6. SIMON POWER (National—Rangitikei) Link to this
to the Minister of Police
Can she confirm that violent offences have increased by 32 percent since 1999-2000, and is she satisfied that the Police have the capacity to address this?
Hon ANNETTE KING (Minister of Police) Link to this
Violent crime in New Zealand, as in other countries, has been increasing year on year for a number of years. However, the rate of the most violent offence of homicide remains relatively consistent over the period. Since 1999-2000 the increase in recorded violent offences per head of population has been 22 percent, or around 2.7 percent on average each year. A large driver of recorded violence has been the increased recording of domestic violence offences. For example, between 2005-06 and 2006-07 domestic violence offences increased by 11.2 percent while non - domestic violence offences increased by 0.6 percent. I am satisfied that the police have the capacity to address violent offences, as evidenced by the increase in the resolution rate of violent crime. That rate went from 77.3 percent in 1999-2000 to 81.2 percent in 2006-07.
How can the Minister continue to claim that increased reporting of domestic violence explains the increase in violent crime when offences have increased across all categories of violent crime, including those violent offences that are not normally domestic in nature, such as the 55 percent increase in robberies and the 64 percent increase in group assembly violent crimes?
I make no excuses for the increase in violent crime in New Zealand. As I said, violent crime has been increasing in this country for many years. I make no excuse for that, but I do applaud the fact that we have more women in particular who are prepared to report domestic violence than we have ever seen before. In fact, the number of recorded offences of domestic violence has more than doubled over the last decade, and so has the number of the prosecutions for domestic violence over the last decade. I would hope that members of this House would welcome that. I am concerned—as every member of this House should be—about the increases in non-domestic violence—public violence. Violence is everyone’s issue. It is not just a police issue. One of the issues that comes up when we look at those statistics is the involvement of alcohol in most violent crimes. That is an issue that this House ought to consider very seriously, because it is not one that the police have a lot of control over. It is something that we as a community certainly have attitudes about.
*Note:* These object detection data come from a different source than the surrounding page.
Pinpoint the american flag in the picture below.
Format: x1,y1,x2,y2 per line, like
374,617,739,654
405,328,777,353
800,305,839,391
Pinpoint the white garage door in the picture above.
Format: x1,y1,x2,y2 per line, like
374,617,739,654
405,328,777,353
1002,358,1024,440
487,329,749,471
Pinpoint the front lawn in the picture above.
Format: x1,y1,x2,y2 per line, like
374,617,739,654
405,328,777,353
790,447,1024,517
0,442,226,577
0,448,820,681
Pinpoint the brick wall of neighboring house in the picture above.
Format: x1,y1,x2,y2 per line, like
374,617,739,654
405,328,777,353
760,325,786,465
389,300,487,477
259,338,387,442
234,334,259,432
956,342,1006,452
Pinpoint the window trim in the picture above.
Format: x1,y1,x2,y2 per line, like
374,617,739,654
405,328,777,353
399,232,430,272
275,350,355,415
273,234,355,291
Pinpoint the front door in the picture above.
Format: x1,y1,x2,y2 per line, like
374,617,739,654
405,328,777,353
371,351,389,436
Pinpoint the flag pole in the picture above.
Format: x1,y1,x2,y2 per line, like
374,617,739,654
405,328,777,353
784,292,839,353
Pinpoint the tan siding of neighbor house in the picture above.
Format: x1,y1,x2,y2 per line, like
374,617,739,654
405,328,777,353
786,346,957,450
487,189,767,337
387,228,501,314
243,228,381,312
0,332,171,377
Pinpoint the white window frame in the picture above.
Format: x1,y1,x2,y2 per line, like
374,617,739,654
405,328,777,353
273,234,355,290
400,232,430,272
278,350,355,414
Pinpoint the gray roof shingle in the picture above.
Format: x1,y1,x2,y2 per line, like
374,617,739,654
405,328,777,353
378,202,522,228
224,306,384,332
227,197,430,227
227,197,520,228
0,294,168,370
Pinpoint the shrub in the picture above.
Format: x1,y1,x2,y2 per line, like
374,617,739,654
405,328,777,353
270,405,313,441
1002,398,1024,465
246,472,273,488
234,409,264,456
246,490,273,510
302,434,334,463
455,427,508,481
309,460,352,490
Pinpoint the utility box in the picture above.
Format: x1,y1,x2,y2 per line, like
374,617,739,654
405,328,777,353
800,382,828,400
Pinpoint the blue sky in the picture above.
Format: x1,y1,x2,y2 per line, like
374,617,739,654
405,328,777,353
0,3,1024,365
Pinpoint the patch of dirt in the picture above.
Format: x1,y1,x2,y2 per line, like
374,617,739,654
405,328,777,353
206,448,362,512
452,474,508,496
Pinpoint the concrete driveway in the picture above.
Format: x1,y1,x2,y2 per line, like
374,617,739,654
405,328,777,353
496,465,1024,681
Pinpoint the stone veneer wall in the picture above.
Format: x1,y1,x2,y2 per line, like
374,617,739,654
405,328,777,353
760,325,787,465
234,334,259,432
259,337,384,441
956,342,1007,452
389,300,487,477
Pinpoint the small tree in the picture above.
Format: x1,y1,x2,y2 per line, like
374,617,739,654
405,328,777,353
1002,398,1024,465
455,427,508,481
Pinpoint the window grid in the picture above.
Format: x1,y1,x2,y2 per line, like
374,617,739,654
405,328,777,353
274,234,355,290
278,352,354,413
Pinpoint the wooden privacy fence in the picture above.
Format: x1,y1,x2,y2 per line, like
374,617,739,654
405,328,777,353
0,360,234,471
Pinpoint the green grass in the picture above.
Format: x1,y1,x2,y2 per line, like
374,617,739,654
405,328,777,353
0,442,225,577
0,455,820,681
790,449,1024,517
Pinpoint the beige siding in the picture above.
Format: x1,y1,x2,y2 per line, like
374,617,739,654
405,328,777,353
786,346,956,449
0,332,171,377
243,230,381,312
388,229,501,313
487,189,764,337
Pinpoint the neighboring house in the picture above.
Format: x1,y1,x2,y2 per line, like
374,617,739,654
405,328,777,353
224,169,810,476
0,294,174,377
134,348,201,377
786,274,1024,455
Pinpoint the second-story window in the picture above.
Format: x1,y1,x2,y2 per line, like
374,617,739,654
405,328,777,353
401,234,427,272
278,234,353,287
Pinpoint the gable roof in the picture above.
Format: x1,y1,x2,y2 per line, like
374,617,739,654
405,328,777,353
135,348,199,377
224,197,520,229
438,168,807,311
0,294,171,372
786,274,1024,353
Does the Minister stand by Labour’s 1999 pledge card promise to “crack down on youth crime” in light of the fact that violent offences by 14 to 16-year-olds have increased by 47 percent since 1999, including a 40 percent increase in serious assaults and a staggering 143 percent increase in grievous assaults?
Cracking down means that we actually go out and police youth crime—we go out and police youth crime. If we go out and police youth crime, we are likely to catch the young criminals. I can only assume that the member is saying: “Don’t catch them. Therefore you don’t know what the level is. Therefore it’s OK.”.
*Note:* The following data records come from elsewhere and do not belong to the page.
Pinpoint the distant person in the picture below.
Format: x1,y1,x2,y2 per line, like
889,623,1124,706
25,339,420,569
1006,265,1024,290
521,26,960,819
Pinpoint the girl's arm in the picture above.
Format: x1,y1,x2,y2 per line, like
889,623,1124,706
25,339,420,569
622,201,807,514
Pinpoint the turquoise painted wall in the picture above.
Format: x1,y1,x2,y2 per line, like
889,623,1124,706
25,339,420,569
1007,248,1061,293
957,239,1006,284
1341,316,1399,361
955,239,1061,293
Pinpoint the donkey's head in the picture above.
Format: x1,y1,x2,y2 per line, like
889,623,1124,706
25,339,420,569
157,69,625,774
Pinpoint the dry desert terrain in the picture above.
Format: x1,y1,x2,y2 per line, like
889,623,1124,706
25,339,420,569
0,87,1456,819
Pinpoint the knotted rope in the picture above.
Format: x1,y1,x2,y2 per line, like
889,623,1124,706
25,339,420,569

What impact would reducing the number of police by up to 500 have on their ability to address violence in the community?
It would have a considerable impact, and it was National’s proposed answer to violence in 1999. It would have represented a decrease of 7 percent in the number of front-line officers. This Government has increased sworn police numbers by 1,154 between November 1999 and the end of September 2007. That is a 16 percent increase in police officers. Between now and June 2009, when the full effect of the arrangement between New Zealand First and Labour comes into effect, the New Zealand Police will have grown by in excess of a further 500 police officers—a total increase of 23 percent in terms of police officers in this country. I would put that record alongside anything that the National Party could offer.
Does the Minister stand by her claims that increases in violent offences are due to an increase in reporting, when her predecessor, George Hawkins, stated in 2005 that claims of under-reporting were intemperate, misleading, and just plain wrong; and if crime rates ever fall, will she decry the decline in reporting?
I say to the member that he should go back and look at his question. It was so stupid. Crimes have to be reported—so we know we have them.
Has the Minister read the report by Dave George into the standards of police recruits, which was due at the end of last month and which has a major bearing on the capacity of police to bring the crime rate down—
—wake up—if so, do the results of that report suggest that the answers the Prime Minister gave to the House on 25 June, to the effect that new recruits did better on mental ability tests than serving officers, were based on inaccurate information from police human resources manager Wayne Annan?